4. Cryptographic Primitives & Proof Integration
4.1 Identity Verification (Live)
P2P Protocol uses ZK proofs for privacy-preserving identity verification. A new member can perform trustless KYC by sharing a ZK proof of their identity—keeping their personal data private while building on-chain reputation and unlocking higher transaction limits without revealing raw PII on-chain.
The protocol currently supports identity verification through multiple ZK-based methods:
- Government ID verification via on-chain ZK proof verifiers for supported identity documents.
- Social account verification via Reclaim Protocol [1], which uses zkTLS proofs to verify ownership and standing of social accounts (e.g., professional networks, developer platforms, social media) without exposing account credentials or personal data.
- Passport verification via ZK proof systems that can verify age, nationality, and sanctions status without disclosing document contents.
Each successful verification strengthens the user's on-chain reputation and expands their transaction capacity within the protocol.
4.2 Evidence Module for Bank Transaction Verification (Roadmap)
A planned evidence module will extend the protocol's ZK capabilities to bank transaction verification for on-chain dispute resolution.

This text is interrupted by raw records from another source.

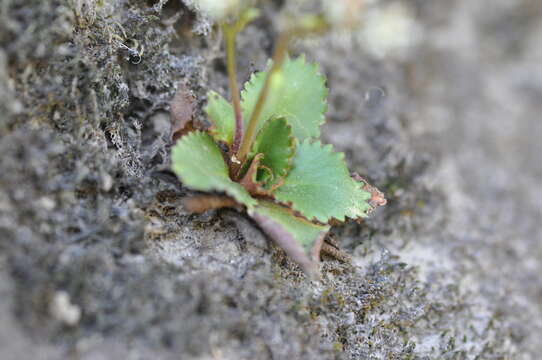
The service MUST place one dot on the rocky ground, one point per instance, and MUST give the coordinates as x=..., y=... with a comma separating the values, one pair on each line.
x=437, y=102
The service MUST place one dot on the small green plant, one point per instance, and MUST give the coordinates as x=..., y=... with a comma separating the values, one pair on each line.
x=263, y=152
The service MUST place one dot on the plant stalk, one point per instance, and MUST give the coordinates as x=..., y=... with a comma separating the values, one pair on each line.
x=230, y=33
x=278, y=59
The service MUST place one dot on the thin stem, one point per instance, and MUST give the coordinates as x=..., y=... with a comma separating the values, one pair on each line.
x=230, y=33
x=278, y=59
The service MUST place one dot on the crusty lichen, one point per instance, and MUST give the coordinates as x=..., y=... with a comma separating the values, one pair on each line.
x=85, y=88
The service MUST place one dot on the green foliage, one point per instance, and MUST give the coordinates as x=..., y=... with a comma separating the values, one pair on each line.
x=297, y=93
x=220, y=114
x=320, y=187
x=290, y=183
x=277, y=144
x=198, y=162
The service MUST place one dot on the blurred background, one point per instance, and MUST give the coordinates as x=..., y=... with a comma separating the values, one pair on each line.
x=437, y=102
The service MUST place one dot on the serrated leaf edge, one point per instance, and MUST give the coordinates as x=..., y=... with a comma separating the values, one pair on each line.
x=331, y=220
x=219, y=190
x=316, y=70
x=278, y=179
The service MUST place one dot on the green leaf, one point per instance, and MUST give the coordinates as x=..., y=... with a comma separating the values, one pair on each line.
x=297, y=92
x=220, y=114
x=198, y=162
x=300, y=238
x=320, y=187
x=276, y=143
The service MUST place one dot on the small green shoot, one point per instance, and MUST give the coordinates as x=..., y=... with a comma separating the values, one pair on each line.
x=262, y=151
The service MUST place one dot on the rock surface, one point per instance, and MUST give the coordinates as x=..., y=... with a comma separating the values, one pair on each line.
x=99, y=260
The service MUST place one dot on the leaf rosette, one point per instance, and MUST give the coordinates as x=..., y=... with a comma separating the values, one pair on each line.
x=291, y=184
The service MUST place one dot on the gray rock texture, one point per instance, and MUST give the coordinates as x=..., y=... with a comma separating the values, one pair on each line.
x=436, y=102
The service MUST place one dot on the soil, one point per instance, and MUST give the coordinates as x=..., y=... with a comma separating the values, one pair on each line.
x=435, y=102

This module will leverage TLS-backed proofs so that a user or merchant can produce a cryptographic witness that a specific statement about a bank transfer or payment receipt is true—without exposing credentials or transaction details.
The planned module will specify where proofs are verified:
- On-chain verifier for compact claims and attestation hashes.
- Off-chain verifier/relayer (open-source reference) for complex or rail-specific statements, posting a succinct attestation back on-chain.
Raw proofs will remain with users; the chain stores only minimal commitments and verdicts.
4.3 Privacy Properties
The current ZK-KYC implementation provides:
- Non-interactive disclosure: share only the proof, not the underlying data.
- Selective reveal: only fields required by the verification circuit are exposed to the circuit.
- Bounded linkage: protocol IDs and commitments minimize cross-session linkability where feasible.
The planned evidence module will extend these privacy properties to bank transaction verification.